Data Curation
The Data Curation Team (DCT) is focused on large scale aggregation and semantic curation of both raw and computed data fields, and the derivation of data assets including patient registries, complex clinical metrics, and outcome measures. The DCT comprises domain-specific operational units (DSU), consisting of one or more SQL developers focused exclusively on data asset development in a single clinical or operational domain (e.g. – Pulmonary and Critical Care, Cancer Center, Nursing), partnered with a lead clinical or operational subject matter expert, and a domain-specific project manager.
Under the guidance of the lead SME, each DSU within the DCT leverages a committed group of use case-specific SMEs that provide the requisite expertise to guide DSAs in data asset generation.
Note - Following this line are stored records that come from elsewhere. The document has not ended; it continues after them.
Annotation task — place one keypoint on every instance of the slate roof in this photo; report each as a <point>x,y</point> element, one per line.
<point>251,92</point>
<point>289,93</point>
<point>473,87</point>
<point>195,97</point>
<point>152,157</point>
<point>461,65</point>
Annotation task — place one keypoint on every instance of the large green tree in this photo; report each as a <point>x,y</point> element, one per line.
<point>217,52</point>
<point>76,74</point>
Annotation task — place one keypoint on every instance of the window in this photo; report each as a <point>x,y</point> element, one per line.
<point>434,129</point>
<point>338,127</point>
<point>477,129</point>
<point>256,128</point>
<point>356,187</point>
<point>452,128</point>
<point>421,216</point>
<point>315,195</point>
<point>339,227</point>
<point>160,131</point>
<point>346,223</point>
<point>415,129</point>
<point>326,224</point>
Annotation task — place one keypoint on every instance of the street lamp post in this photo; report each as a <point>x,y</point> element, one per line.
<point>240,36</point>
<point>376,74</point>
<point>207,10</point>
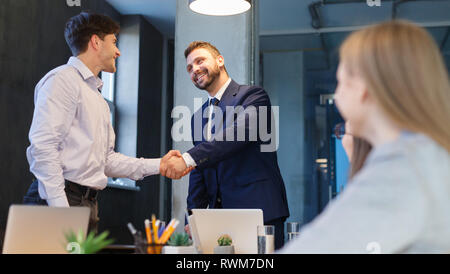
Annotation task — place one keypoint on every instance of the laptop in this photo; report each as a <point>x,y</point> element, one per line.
<point>41,229</point>
<point>207,225</point>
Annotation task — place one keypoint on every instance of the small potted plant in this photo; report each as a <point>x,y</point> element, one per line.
<point>224,245</point>
<point>179,243</point>
<point>79,244</point>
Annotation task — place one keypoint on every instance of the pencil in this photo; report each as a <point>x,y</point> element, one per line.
<point>147,231</point>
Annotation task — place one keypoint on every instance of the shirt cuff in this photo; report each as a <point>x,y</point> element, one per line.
<point>152,166</point>
<point>188,160</point>
<point>58,202</point>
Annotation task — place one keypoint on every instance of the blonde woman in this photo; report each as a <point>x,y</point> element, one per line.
<point>394,90</point>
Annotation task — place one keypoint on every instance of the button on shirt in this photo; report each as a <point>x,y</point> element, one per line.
<point>71,136</point>
<point>186,156</point>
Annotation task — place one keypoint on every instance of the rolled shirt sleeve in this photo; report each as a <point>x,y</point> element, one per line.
<point>55,107</point>
<point>119,165</point>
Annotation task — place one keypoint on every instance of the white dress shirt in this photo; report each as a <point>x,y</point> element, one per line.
<point>71,136</point>
<point>186,156</point>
The DCT aggregates and curates a range of data types including structured and unstructured electronic health record data, genomic data, patient-reported data, and external data such as from the UC Health Data Warehouse California Cancer Registry, and California Electronic Death Registry. Both the deliverables and work prioritization of each DSU are determined by DSU SMEs in collaboration with leadership from the sponsoring domain, whereas the methods used to develop, validate, and document each asset are guided by best practices and standard operating procedures set by IT Health Informatics leadership. This partnership ensures that the right work gets done the right way, enabling data assets to be used reliably across UC Davis Health for research, quality and safety, and operational applications. Each DSU works collaboratively with other DSUs to reuse data assets, and members of the DCT work closely with the DAT to enable reusability of data more broadly across UC Davis Health.
Roles and responsibilities of core DSU members are as follows:
- The lead SME is responsible for project scoping and prioritization (in collaboration with leadership from the sponsoring domain), providing guidance to DSAs in data asset generation and evaluation, identifying project-specific SMEs, and liaising with intra-domain data requestors. The lead SME is also responsible for serving on the DPC Oversight Committee, which will help to prioritize data requests originating from outside an established DSU.
- The DSA is responsible for the curation of raw and derived data assets, including algorithm development and validation of accuracy. The DSA works with SMEs to define project deliverables (data assets), specify data/concept definitions, and document definitions and performance characteristics. The DSA operates using a data curation playbook based on best practices from business and clinical informatics, developed and managed by DCT leadership developed and managed by DCT leadership.
- The PM ensures timely work prioritization, completion, and evaluation. The PM works closely with domain SMEs and DSAs to define project scope and specific deliverables, promote use of the data curation playbook, develop and enforce timelines, and ensure the adequacy of documentation. The PM works with DCT leadership to ensure efficient access to other DPC resources, to minimize duplication of effort across DSUs, and to promote the reusability of data assets.